Photography by Afshin Behnia for Petrolicious
Back in January 2013, Petrolicious featured an interview with Mr. Kevin Boesky, a then-16-year-old owner of a 1941 Studebaker Champion (check it out here). Kevin and his car, as our headline pointed out, make for an unlikely pair in an age in which young people seem to be losing interest not only in pre-World War II automobiles but in driving anything at all. Granted, demographic data on the ownership of pre-War cars is hard to come by, so you’ll just have to trust our impressions, but the numbers on teen driving support our hypothesis and we wonder what they portend for the world of vintage cars.
According to a 2013 American Automobile Association report, only 44 percent of American teenagers get their driver’s license within a year of turning sixteen, and just over half are street-legal by the time they reach legal adulthood, compared with more than two-thirds of eighteen year-olds twenty years ago. Perhaps driving is too expensive nowadays; maybe it’s no longer the symbol of maturity that it once was; perhaps teenagers have moved past cars to other interests. Regardless, teens just don’t drive as much as they used to.
Teens, as it turns out, tend to become adults and adults buy most of the world’s vintage cars.

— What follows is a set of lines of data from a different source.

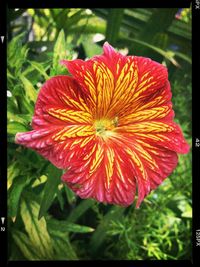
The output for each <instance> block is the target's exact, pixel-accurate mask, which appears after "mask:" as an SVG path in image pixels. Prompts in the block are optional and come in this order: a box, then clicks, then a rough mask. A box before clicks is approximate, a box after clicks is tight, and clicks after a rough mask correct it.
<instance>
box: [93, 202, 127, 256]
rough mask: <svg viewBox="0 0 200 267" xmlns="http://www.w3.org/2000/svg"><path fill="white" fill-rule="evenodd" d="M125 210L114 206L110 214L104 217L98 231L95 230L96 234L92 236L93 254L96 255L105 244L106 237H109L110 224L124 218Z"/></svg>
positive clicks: (98, 229)
mask: <svg viewBox="0 0 200 267" xmlns="http://www.w3.org/2000/svg"><path fill="white" fill-rule="evenodd" d="M123 212H124V208H121V207H117V206H114V207H112V208H111V209H110V211H109V212H107V214H106V215H105V216H104V218H103V219H102V222H101V223H100V224H99V225H98V227H97V229H96V230H95V232H94V234H93V235H92V237H91V239H90V247H91V252H92V253H93V254H96V253H97V251H98V249H99V247H100V246H101V245H102V243H103V242H104V240H105V238H106V235H107V233H106V232H107V228H108V227H109V226H108V225H109V223H110V222H111V221H112V220H116V219H117V218H120V217H121V216H123Z"/></svg>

But will today’s children have the same passion for vintage cars and, especially, the sorts of pre-War vehicles that can’t hope to match the performance of newer sports cars? These same adults will also be among the first generation to commute to work in driverless cars, which will be subject to ever-tighter emissions regulations.
What attitudes toward vintage cars have you seen among today’s teens? What do these attitudes, especially when coupled with the other trends mentioned above, tell you about the future of the vintage car universe?